Slabbert foresees large industry growth potential in the foundry industry, especially in terms of its ability to service the rail industry. He adds that Steloy has been working with Transnet’s engineering division for the past 15 years.
“Steloy has upgraded its design, project management, castings, machining and nondestructive testing facilities to ensure that it meets the targets of large rail projects,” says Slabbert.
He adds that Steloy’s rail division could potentially double the company’s size, if all goes according to plan.
Components required for the PRASA expansion and renewal project are currently in the product development phase and the first trials will be approved soon, with full production scheduled for year-end.
“If a company wants to compete in the rail arena, it needs to ensure that it complies with the standards of the rail industry, especially in terms of management systems,” says Slabbert.
Steloy was audited in March for compliance with the renowned International Rail Industry Standard (Iris), which is based on ISO 9001 and issued by testing, inspection and certification service provider TÜV Rheinland.
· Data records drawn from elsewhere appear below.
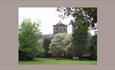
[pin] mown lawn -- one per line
(54, 61)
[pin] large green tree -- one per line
(83, 19)
(29, 34)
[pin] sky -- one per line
(46, 16)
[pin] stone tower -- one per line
(59, 28)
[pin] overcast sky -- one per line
(47, 16)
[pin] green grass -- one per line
(54, 61)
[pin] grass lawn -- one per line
(54, 61)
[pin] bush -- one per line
(40, 52)
(26, 54)
(60, 45)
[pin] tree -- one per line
(93, 47)
(28, 39)
(60, 44)
(83, 19)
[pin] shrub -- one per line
(60, 45)
(26, 54)
(40, 52)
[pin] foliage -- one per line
(54, 61)
(83, 19)
(28, 38)
(89, 14)
(59, 45)
(93, 47)
(46, 43)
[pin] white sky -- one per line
(48, 16)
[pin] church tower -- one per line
(59, 28)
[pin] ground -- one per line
(54, 61)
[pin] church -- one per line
(58, 28)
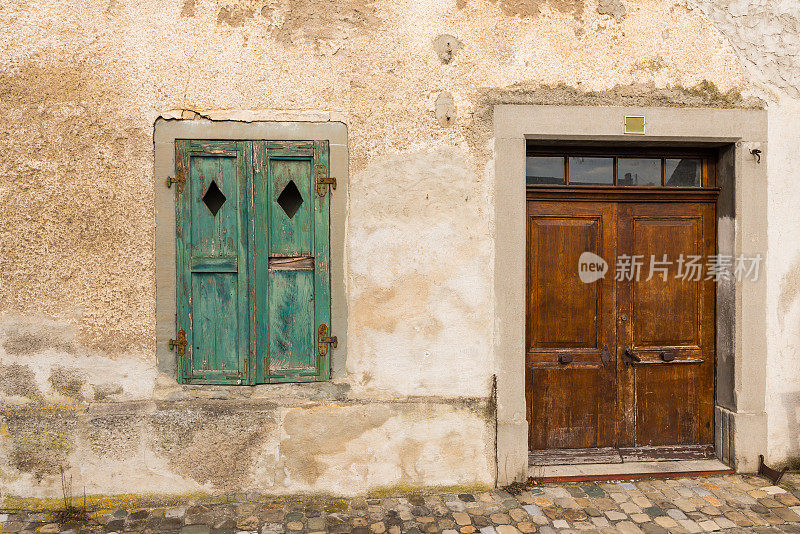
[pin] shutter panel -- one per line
(212, 267)
(291, 259)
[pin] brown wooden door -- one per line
(571, 390)
(667, 321)
(577, 396)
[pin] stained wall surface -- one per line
(81, 86)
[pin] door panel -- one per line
(570, 379)
(667, 322)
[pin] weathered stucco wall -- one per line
(81, 85)
(766, 37)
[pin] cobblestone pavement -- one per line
(727, 503)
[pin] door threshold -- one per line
(627, 470)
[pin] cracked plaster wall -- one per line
(81, 84)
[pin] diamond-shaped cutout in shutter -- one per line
(214, 199)
(290, 199)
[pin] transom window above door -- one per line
(623, 167)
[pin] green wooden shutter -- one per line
(292, 259)
(212, 267)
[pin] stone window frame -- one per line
(166, 131)
(740, 413)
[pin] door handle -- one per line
(630, 357)
(605, 356)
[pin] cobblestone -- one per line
(686, 505)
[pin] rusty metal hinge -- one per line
(179, 343)
(179, 179)
(323, 340)
(322, 179)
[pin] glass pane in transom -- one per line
(639, 172)
(591, 171)
(545, 170)
(684, 172)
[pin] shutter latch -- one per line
(322, 179)
(323, 340)
(179, 343)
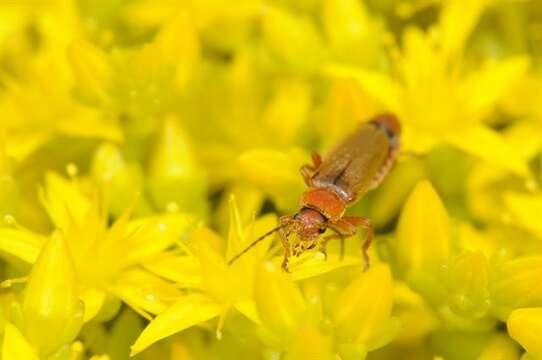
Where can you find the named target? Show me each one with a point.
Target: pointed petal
(279, 301)
(91, 69)
(191, 310)
(525, 326)
(457, 20)
(311, 265)
(378, 85)
(93, 300)
(488, 85)
(516, 284)
(489, 146)
(143, 291)
(361, 318)
(52, 311)
(20, 244)
(63, 199)
(423, 232)
(16, 346)
(248, 308)
(182, 269)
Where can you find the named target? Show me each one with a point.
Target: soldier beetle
(355, 166)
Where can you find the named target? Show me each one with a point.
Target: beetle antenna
(255, 242)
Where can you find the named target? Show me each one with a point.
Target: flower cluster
(144, 143)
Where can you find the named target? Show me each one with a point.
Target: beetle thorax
(308, 225)
(325, 201)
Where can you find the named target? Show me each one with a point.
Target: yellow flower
(106, 259)
(524, 326)
(436, 98)
(360, 316)
(219, 287)
(52, 311)
(422, 247)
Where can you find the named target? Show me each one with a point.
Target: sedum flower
(436, 98)
(216, 287)
(52, 312)
(516, 284)
(422, 246)
(106, 258)
(359, 320)
(15, 346)
(524, 326)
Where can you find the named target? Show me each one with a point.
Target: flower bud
(525, 326)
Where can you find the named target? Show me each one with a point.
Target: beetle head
(308, 225)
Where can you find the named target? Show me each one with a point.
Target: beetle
(355, 166)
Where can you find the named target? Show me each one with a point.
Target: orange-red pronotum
(356, 165)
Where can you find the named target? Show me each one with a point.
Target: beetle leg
(316, 160)
(326, 239)
(350, 223)
(283, 236)
(307, 171)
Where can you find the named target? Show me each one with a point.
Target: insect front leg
(325, 240)
(284, 232)
(308, 170)
(350, 224)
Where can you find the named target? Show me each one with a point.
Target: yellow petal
(21, 244)
(294, 39)
(489, 146)
(64, 200)
(468, 279)
(310, 344)
(517, 284)
(52, 311)
(362, 313)
(143, 291)
(526, 210)
(248, 308)
(486, 86)
(457, 20)
(344, 21)
(123, 333)
(500, 347)
(276, 174)
(182, 269)
(93, 300)
(314, 264)
(150, 236)
(120, 181)
(16, 346)
(288, 112)
(91, 69)
(279, 301)
(379, 86)
(525, 326)
(191, 310)
(180, 44)
(175, 175)
(423, 232)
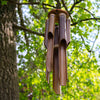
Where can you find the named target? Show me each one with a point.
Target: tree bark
(8, 67)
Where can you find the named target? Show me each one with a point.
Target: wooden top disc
(57, 12)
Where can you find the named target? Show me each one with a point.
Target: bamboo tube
(56, 84)
(46, 33)
(62, 49)
(51, 25)
(49, 59)
(68, 31)
(47, 76)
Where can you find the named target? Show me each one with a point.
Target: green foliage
(83, 69)
(3, 2)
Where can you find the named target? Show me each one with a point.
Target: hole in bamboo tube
(50, 35)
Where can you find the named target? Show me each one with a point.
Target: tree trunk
(8, 67)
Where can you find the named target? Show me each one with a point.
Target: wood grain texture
(46, 33)
(56, 84)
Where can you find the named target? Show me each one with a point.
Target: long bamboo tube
(46, 33)
(62, 49)
(49, 59)
(68, 31)
(56, 84)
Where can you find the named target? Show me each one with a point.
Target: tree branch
(84, 20)
(28, 30)
(75, 3)
(32, 3)
(66, 9)
(85, 10)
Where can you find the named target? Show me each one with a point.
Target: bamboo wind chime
(57, 39)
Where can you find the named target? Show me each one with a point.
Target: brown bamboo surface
(51, 26)
(47, 75)
(68, 31)
(62, 28)
(46, 33)
(62, 64)
(49, 58)
(56, 84)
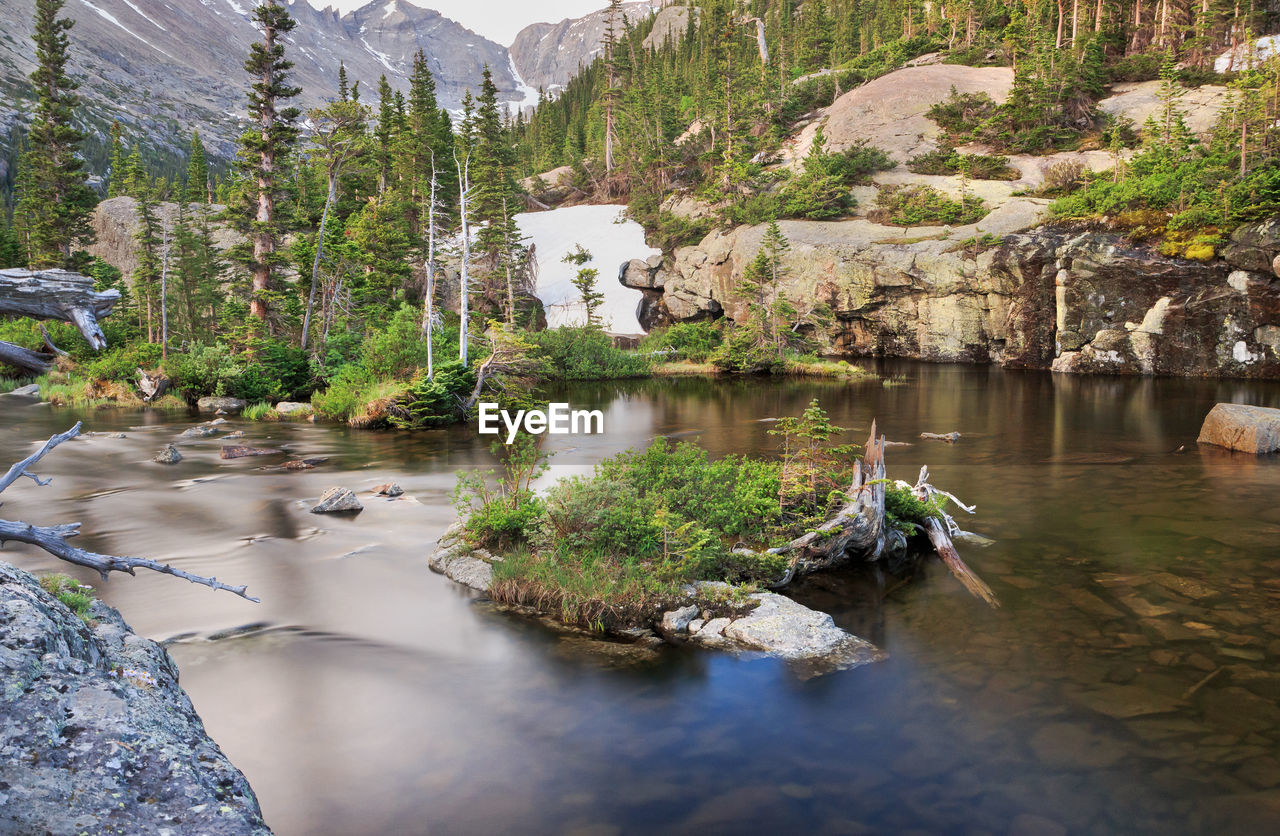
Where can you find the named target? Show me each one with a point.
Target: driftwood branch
(940, 530)
(858, 529)
(59, 295)
(23, 359)
(53, 539)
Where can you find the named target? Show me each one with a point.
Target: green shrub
(347, 393)
(978, 167)
(398, 350)
(919, 205)
(72, 593)
(586, 353)
(745, 351)
(691, 342)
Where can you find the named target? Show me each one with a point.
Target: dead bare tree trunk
(53, 539)
(51, 295)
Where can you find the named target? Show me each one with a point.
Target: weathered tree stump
(58, 295)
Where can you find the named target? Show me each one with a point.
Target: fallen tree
(858, 531)
(59, 295)
(54, 539)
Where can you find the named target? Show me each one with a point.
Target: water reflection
(1129, 683)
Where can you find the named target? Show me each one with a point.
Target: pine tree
(586, 283)
(197, 188)
(56, 201)
(265, 151)
(115, 163)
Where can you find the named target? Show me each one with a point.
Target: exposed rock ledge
(1041, 298)
(776, 626)
(95, 732)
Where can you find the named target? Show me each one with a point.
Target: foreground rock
(1249, 429)
(168, 456)
(338, 501)
(461, 563)
(220, 405)
(97, 736)
(762, 622)
(292, 409)
(1033, 298)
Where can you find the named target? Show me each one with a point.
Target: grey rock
(677, 620)
(96, 734)
(292, 407)
(461, 565)
(786, 629)
(218, 405)
(338, 501)
(200, 430)
(168, 456)
(1249, 429)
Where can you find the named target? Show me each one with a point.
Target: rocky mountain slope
(97, 735)
(549, 54)
(164, 67)
(1008, 288)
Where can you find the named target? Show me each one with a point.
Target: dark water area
(1129, 683)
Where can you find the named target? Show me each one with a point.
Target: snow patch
(556, 233)
(145, 16)
(110, 18)
(528, 95)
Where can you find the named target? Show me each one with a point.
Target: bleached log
(59, 295)
(53, 539)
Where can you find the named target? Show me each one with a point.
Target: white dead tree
(53, 539)
(465, 282)
(51, 295)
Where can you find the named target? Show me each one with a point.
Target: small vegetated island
(667, 540)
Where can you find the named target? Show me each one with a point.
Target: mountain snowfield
(609, 238)
(163, 68)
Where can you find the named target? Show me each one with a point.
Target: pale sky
(496, 19)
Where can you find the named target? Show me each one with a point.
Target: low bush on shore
(613, 548)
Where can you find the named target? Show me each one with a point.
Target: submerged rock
(220, 405)
(458, 562)
(1249, 429)
(786, 629)
(338, 501)
(168, 456)
(245, 452)
(200, 430)
(96, 734)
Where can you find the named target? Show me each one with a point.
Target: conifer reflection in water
(1128, 575)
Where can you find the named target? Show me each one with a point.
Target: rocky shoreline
(1032, 297)
(97, 736)
(768, 624)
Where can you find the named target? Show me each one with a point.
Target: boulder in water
(338, 501)
(216, 405)
(168, 456)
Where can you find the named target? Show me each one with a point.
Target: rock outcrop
(1001, 291)
(97, 736)
(760, 622)
(1249, 429)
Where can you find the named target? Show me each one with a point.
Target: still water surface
(378, 698)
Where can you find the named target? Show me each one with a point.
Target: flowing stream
(1128, 684)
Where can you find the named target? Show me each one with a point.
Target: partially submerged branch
(859, 529)
(53, 539)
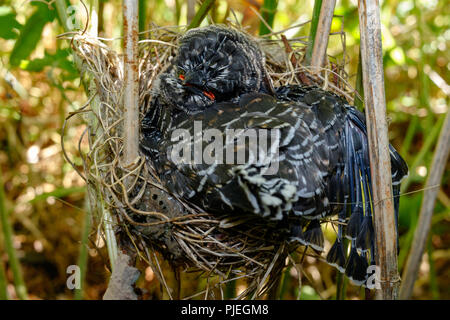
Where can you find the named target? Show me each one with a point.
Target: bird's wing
(288, 170)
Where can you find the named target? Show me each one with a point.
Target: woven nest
(149, 218)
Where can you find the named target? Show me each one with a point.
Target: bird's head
(213, 64)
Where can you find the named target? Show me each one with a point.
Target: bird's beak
(194, 79)
(197, 81)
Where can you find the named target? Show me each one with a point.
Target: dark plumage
(218, 80)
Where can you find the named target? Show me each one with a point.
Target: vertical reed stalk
(322, 34)
(380, 162)
(313, 30)
(21, 289)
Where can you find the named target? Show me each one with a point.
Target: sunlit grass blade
(268, 10)
(3, 282)
(359, 102)
(142, 17)
(313, 30)
(201, 13)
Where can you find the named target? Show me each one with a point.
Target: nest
(146, 216)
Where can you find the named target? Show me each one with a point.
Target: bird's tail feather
(357, 211)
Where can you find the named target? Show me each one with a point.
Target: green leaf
(58, 193)
(30, 34)
(9, 26)
(58, 60)
(268, 10)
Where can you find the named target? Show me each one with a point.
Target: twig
(380, 162)
(426, 211)
(131, 82)
(323, 33)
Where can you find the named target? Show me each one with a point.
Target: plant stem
(359, 86)
(83, 256)
(380, 162)
(201, 14)
(313, 30)
(320, 45)
(268, 10)
(21, 289)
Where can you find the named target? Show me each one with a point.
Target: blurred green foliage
(40, 85)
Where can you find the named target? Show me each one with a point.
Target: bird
(308, 160)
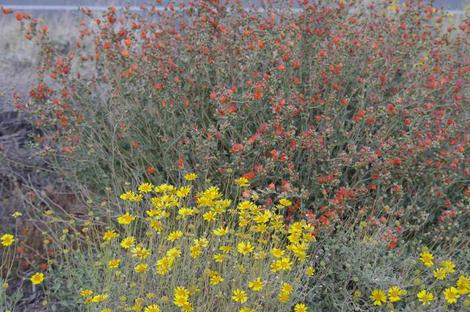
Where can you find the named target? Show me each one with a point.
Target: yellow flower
(175, 235)
(37, 278)
(426, 258)
(190, 176)
(221, 231)
(245, 248)
(451, 295)
(128, 242)
(218, 258)
(300, 307)
(99, 298)
(284, 293)
(7, 240)
(282, 264)
(277, 252)
(16, 214)
(181, 297)
(378, 297)
(448, 266)
(145, 188)
(216, 279)
(226, 248)
(256, 285)
(131, 196)
(186, 212)
(285, 202)
(140, 252)
(126, 218)
(183, 191)
(141, 268)
(440, 274)
(395, 293)
(209, 216)
(463, 284)
(86, 292)
(310, 271)
(114, 263)
(152, 308)
(243, 182)
(425, 297)
(239, 295)
(109, 235)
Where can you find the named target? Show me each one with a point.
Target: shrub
(176, 249)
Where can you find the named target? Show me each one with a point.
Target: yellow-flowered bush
(197, 251)
(437, 285)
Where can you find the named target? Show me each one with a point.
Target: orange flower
(236, 148)
(7, 10)
(151, 170)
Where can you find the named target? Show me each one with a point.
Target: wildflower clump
(438, 287)
(201, 249)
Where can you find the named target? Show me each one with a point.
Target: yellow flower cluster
(450, 294)
(187, 246)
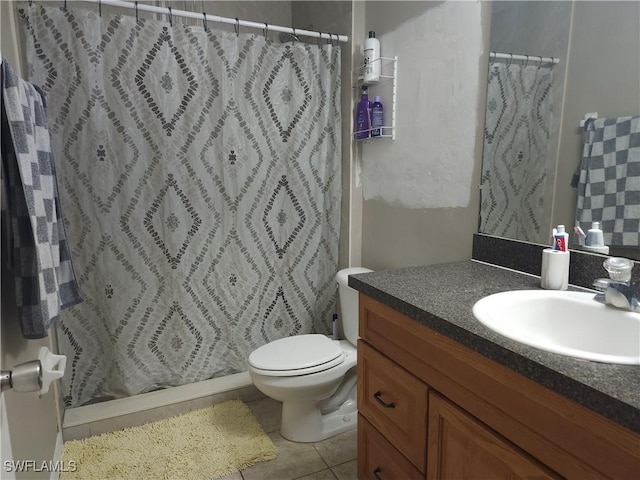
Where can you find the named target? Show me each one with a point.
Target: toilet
(312, 375)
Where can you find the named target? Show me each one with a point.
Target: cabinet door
(461, 447)
(378, 459)
(395, 402)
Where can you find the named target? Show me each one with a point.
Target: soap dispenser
(594, 241)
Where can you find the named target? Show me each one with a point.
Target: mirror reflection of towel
(608, 179)
(33, 234)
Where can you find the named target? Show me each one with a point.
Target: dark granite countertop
(442, 296)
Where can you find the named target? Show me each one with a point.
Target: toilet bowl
(312, 375)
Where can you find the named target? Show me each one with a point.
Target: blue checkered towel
(608, 179)
(33, 235)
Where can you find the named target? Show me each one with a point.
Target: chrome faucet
(618, 290)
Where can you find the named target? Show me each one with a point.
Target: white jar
(372, 62)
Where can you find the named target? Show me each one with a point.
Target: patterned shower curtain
(200, 176)
(516, 151)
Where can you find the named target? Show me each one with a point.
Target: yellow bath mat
(203, 444)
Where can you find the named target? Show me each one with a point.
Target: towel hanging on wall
(608, 179)
(33, 234)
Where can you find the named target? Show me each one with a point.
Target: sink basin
(568, 323)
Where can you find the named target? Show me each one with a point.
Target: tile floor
(331, 459)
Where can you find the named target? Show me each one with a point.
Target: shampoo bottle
(377, 118)
(363, 116)
(372, 59)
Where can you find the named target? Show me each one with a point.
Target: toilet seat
(297, 355)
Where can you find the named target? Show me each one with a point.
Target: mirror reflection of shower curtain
(201, 176)
(516, 151)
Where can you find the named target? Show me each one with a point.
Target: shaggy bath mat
(203, 444)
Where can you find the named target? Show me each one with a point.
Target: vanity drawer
(378, 459)
(395, 402)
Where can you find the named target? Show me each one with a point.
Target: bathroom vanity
(441, 396)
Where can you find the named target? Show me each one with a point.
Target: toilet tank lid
(343, 275)
(295, 353)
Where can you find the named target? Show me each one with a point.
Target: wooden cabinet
(395, 402)
(462, 447)
(458, 415)
(378, 459)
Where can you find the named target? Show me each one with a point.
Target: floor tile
(346, 471)
(232, 476)
(323, 475)
(268, 412)
(338, 449)
(294, 460)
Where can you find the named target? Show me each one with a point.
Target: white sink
(568, 323)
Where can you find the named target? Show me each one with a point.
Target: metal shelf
(388, 81)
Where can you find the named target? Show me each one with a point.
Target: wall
(421, 191)
(603, 76)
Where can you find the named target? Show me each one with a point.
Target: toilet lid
(300, 354)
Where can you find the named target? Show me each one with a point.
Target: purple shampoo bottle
(363, 116)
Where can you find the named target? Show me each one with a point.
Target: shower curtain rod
(533, 58)
(207, 17)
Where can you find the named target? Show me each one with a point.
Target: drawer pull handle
(382, 402)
The Iris auditing process requires strict ISO 14001 and ISO 18000 compliance, Slabbert notes.
TÜV Rheinland assigned its chief Iris auditor from Italy to conduct the two-week audit. “We are confident that we will receive the Iris certification before the end of this month,” he says.
Steloy will be not only the third South African company, but also the only foundry to receive Iris accreditation, he adds. The other two companies include a brake manufacturer and an axle producer for the rail industry.